Der Regierende Bürgermeister Wowereit erwähnte die Christdemokraten in seiner Rede mit keinem Wort, dankte noch einmal herzlich den Linken als langjährigem Regierungspartner und sagte, dass „Koalitionsbildungen nicht nur Wunschangelegenheit sind“. Sie müssten tragfähig sein. Knappe Mehrheiten seien an sich kein Problem, aber ohne eine Vertrauensbasis seien sie tödlich. Wowereit betonte, dass Rot-Schwarz in Berlin eine rein landespolitische Entscheidung sei, aber kein Signal für andere Länder oder den Bund. „Es bleibt das Ziel der Sozialdemokraten, die CDU in der Bundesregierung abzulösen.“

Vor dem Kongress-Hotel in Berlin-Mitte versammelten sich zu Beginn des SPD-Landesparteitags kleine Protestgruppen.

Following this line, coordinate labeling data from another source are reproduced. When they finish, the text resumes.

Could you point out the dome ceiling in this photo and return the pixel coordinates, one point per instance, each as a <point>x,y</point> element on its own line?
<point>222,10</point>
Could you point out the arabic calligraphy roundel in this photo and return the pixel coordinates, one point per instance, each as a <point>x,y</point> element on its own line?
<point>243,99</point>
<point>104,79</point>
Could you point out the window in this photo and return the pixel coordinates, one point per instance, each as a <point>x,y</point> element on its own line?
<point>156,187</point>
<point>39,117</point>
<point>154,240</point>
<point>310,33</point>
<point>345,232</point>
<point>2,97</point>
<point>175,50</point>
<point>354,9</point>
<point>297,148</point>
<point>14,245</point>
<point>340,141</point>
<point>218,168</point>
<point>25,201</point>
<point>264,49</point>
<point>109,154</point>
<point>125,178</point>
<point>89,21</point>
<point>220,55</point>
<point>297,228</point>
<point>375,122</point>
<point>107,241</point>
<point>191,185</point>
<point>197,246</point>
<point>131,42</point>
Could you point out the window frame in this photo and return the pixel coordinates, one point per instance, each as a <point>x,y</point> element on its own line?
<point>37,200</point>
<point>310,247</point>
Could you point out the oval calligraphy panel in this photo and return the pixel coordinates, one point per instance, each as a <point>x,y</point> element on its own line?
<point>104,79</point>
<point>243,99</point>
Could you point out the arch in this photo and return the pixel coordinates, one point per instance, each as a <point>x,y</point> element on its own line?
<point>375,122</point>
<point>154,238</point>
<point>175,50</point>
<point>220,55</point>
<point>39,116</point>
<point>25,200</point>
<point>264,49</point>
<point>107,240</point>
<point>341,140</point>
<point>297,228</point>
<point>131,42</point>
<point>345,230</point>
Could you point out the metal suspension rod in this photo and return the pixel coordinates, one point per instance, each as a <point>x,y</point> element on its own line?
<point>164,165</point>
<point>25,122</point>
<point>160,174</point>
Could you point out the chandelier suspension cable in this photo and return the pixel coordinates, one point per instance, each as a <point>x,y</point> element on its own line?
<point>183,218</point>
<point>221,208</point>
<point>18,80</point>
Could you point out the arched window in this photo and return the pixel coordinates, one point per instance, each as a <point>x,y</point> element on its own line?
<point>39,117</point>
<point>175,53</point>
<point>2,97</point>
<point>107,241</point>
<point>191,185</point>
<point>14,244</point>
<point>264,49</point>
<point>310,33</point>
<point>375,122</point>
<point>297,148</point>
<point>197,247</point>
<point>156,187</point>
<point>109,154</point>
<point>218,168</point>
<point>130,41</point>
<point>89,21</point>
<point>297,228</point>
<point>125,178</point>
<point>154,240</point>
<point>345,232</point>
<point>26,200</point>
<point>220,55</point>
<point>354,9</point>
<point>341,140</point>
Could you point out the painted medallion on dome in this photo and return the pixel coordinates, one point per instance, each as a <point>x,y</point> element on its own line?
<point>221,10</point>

Protestiert wurde gegen die Flugrouten in Schönefeld, die mögliche Teilausschreibung der S-Bahn und für eine Rekommunalisierung der Berliner Wasserbetriebe.

Am Mittwoch soll die Koalitionsvereinbarung von den Landesvorsitzenden der künftigen Regierungspartner unterzeichnet werden. Einen Tag später stellt sich Regierungschef Wowereit im Abgeordnetenhaus zur Wahl, um sich im Amt bestätigen zu lassen. SPD und CDU haben im Landesparlament eine satte Mehrheit von 86 der 149 Mandate. Wowereit benötigt die absolute Mehrheit, das sind 75 Ja-Stimmen. Eine Zitterpartie wie im November 2006, als der SPD-Spitzenmann erst im zweiten Wahlgang mit einer Stimme Mehrheit wiedergewählt wurde, ist nicht zu erwarten.

Nach Wowereits Wahl wird er die fünf SPD-Senatoren bitten, die Landesgeschäfte vorläufig weiterzuführen, die drei Senatoren der Linkspartei werden entlassen. Am 1. Dezember will Wowereit die neuen Senatoren ernennen, je vier von SPD und CDU. Öffentlich bekannt gegeben wird das neue Wowereit-Kabinett am nächsten Montag: Bei der CDU auf einem Kleinen Parteitag, bei der SPD auf einer gemeinsamen Sitzung von Landesvorstand und Abgeordnetenhausfraktion.